New Delhi's historic Lal Qila, or the Red Fort
I am in the markets of Delhi's Old City, hands on hips, tapping my foot tensely and wondering why it takes a village to make anything happen in India.
The map that describes my destination
seems clear enough to me, if only I knew where the described landmarks are, but to the six, now seven, and here comes an eighth person, to be roped in to figure it out it seems incredibly unclear. Thus far eight people - now nine, his brother has arrived - are gathered around me, trying to decipher where I am going, while a further half dozen are peering over their shoulders, onlookers yet involved.
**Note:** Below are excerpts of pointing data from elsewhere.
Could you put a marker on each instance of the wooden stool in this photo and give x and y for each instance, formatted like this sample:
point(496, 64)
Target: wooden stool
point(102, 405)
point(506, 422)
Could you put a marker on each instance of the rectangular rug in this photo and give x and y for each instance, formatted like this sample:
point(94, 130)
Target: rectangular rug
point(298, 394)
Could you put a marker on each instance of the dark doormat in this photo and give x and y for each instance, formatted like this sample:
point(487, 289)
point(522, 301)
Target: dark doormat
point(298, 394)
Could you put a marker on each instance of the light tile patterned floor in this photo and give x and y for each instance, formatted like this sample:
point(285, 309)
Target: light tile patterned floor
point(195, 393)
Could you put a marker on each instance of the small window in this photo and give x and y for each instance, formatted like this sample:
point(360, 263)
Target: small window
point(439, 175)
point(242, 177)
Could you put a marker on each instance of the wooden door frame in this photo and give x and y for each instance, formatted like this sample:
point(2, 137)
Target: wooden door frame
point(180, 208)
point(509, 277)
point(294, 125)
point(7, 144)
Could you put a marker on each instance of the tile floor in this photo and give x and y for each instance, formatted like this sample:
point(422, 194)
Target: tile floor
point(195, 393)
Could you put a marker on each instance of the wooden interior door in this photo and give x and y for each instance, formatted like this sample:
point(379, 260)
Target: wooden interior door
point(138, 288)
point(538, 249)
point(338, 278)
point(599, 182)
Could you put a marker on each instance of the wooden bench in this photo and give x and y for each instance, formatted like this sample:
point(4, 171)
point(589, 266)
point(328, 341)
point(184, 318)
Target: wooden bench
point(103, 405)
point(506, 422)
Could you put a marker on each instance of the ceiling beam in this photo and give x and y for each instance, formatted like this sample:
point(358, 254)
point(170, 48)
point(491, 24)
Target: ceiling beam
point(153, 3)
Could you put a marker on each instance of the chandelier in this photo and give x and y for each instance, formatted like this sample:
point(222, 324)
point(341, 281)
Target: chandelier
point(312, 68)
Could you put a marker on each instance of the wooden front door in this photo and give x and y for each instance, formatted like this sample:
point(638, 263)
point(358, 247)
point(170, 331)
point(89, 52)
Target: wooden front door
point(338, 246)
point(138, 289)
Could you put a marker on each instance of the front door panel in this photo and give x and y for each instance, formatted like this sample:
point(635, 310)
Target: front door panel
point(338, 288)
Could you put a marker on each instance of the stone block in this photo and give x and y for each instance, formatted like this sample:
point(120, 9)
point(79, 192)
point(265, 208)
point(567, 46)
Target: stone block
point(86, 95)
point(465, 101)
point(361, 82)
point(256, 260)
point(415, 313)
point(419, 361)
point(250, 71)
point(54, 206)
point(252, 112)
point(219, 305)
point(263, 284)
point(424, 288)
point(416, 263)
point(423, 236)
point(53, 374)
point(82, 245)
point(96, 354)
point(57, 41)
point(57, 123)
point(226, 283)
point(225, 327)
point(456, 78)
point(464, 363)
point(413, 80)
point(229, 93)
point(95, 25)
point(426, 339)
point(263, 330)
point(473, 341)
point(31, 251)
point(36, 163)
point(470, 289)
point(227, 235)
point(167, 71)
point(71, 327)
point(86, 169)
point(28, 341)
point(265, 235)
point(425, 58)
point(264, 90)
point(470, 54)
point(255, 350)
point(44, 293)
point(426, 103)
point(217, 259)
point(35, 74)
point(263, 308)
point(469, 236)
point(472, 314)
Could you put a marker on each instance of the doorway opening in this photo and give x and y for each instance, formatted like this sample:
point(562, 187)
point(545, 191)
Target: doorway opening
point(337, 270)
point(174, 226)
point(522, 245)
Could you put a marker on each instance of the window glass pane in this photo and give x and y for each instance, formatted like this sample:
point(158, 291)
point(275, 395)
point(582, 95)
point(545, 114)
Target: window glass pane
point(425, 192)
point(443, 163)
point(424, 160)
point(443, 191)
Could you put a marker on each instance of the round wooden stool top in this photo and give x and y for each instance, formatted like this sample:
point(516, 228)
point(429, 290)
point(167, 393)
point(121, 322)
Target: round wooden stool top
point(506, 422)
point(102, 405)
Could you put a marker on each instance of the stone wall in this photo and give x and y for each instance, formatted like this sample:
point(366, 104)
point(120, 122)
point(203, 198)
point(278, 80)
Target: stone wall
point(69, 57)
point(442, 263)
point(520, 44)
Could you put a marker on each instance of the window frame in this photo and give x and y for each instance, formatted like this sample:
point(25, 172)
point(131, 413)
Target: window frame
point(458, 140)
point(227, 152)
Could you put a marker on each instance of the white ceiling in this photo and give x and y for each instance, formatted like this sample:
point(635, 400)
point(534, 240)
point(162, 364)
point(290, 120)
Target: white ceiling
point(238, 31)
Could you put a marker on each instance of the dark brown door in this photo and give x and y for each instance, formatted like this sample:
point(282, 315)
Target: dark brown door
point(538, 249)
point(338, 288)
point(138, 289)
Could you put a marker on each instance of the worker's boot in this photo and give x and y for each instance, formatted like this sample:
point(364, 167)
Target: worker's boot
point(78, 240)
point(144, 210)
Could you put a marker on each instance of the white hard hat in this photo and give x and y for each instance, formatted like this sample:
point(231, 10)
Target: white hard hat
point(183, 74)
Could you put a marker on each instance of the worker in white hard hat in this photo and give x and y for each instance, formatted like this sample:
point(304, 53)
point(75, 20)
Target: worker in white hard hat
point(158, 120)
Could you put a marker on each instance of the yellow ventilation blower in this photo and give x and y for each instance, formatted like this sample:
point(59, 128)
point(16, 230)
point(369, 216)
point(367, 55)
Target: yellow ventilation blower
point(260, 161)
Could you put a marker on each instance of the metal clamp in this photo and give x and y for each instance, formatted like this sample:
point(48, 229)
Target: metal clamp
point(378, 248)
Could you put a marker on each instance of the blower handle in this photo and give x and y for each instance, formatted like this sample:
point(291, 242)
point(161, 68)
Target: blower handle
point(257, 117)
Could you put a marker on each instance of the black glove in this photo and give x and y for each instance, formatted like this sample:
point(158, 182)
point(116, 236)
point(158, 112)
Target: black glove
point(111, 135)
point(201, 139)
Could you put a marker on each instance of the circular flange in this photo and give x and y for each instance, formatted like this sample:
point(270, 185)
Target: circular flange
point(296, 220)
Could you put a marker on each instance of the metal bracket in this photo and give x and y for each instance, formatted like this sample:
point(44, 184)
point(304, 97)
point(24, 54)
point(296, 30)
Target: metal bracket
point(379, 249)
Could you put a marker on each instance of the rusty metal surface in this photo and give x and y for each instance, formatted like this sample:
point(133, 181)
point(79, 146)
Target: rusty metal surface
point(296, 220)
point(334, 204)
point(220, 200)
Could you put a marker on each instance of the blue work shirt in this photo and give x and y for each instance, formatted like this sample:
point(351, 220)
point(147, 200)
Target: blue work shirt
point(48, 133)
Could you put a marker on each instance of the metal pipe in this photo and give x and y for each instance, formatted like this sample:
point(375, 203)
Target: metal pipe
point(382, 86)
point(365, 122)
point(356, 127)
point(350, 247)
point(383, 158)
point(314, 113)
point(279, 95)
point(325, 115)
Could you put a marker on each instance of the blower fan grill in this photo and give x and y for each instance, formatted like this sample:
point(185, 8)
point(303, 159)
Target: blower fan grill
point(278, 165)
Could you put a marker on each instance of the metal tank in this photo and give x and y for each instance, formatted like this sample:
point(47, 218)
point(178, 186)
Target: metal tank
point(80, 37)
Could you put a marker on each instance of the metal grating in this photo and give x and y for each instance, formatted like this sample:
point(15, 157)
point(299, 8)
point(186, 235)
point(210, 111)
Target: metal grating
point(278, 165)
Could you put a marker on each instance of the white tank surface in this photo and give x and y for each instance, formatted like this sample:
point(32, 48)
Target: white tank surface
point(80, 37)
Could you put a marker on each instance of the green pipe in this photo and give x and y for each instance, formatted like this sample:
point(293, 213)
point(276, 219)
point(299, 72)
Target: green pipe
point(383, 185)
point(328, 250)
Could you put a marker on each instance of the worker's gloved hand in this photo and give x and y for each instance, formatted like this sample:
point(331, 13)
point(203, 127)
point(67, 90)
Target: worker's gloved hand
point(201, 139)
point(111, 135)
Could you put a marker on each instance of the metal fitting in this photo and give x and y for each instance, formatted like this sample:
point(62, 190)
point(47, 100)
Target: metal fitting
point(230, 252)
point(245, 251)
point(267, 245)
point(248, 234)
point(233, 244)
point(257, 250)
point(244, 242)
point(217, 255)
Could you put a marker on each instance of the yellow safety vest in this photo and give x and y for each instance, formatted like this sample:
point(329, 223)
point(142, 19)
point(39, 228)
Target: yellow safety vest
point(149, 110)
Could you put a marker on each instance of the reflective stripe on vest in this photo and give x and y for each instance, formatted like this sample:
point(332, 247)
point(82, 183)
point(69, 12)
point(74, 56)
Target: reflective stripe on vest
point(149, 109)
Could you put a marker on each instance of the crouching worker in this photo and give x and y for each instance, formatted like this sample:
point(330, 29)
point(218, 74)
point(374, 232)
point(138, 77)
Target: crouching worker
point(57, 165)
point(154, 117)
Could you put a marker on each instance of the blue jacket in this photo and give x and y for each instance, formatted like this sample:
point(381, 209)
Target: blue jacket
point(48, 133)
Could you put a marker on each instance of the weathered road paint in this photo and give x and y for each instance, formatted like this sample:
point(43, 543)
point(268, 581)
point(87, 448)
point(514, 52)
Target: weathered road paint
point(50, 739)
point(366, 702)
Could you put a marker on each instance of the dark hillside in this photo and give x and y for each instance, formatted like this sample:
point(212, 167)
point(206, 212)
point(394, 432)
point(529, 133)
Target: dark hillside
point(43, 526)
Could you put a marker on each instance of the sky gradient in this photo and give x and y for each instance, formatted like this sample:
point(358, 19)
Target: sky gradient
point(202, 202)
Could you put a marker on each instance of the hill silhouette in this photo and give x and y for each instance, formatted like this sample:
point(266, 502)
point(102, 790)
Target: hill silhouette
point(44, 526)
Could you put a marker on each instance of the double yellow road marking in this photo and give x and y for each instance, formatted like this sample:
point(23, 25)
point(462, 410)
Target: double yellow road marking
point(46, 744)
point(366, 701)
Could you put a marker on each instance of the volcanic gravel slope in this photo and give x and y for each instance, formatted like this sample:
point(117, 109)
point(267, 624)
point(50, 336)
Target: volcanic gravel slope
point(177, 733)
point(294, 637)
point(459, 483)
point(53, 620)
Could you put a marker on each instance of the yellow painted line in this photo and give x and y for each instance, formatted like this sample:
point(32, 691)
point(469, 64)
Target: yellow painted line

When an 11th man arrives, he confidently takes my hand and leads me through a throng of people, only to return me to the road I was already on and point, with confident finality, to the Jama Masjid in the distance.
"That's where I came from," I say tightly, and return to the throng.
It didn't start like this. The day before, I stayed with a family in the new part of Rajendar Nagar, in the leafy west of the city. Late into the night I sat with a gregarious man with an MBA, who had decorated his home with statues of Ganesha, the elephant-headed Hindu deity, discussing the similarity between the "om" incantation Hindus believe is the life-sound of the universe and the "amen/amin" affirmation Christians and Muslims use in their prayers. The smell of incense was in the air: I leaned back in my chair and looked up from this mini-garden in the middle of New Delhi and pondered in how many cities such an eclectic conversation on business and religion could be the norm.
Now I know. I am searching for directions to a business and I am repeatedly invoking God.
Getting to this point is the easy part. I spend the morning at Lal Qila, the Red Fort, a fortress built by the 17th-century Mughal emperor Shah Jahan, who also built the Jama Masjid, two of the city's most recognisable monuments. (Though Shah Jahan is better remembered for giving the world the Taj Mahal, south of the city in Agra.)
The Red Fort doesn't disappoint. I first glimpse it through the crowds of Chandni Chowk, the long and busy market that runs perpendicular to it, squatting majestically in the distance, the sandstone really quite red. Up-close it is organised and spacious; the queues move swiftly, the security is all smiles and pat-downs. Entering via Chatta Chowk, a short, covered bazaar of shops selling clothes and souvenirs, I spend a pleasant half-hour with an old seller, discussing the deities of the Hindu pantheon. It is Diwali - expected this year on October 26 - and he is languorous, keen to talk.
The Red Fort is big - the walls cover around 2.4km - and inside it's easy to imagine life at court. At the northern edge are the royal baths and it is not hard to see a satisfied Shah Jahan spending the afternoon bathing in the hammams after listening to the grievances of his subjects at the diwan-i-am, the hall of public audiences, where disputes were aired. Sitting on the steps of the hall, in the shadow of one of its tall pillars, the gardens stretch out, cooling even at midday.
From the Red Fort, I take a cycle rickshaw and am towed through Chandni Chowk to the Jama Masjid, the largest and most striking mosque in India. Occasionally, Arun, my gregarious if worryingly thin rickshaw wallah, asks me to help him get the rickshaw over a pavement or out of a pothole. He can barely drive the rickshaw without anyone in it and after half an hour of pushing through human and motorised traffic - before we've even reached the turning towards the mosque - guilt overwhelms me and I pay him and walk the rest of the way. I see him struggle back to the beginning, his thin frame standing up to generate enough force to turn the wheels of the cycle.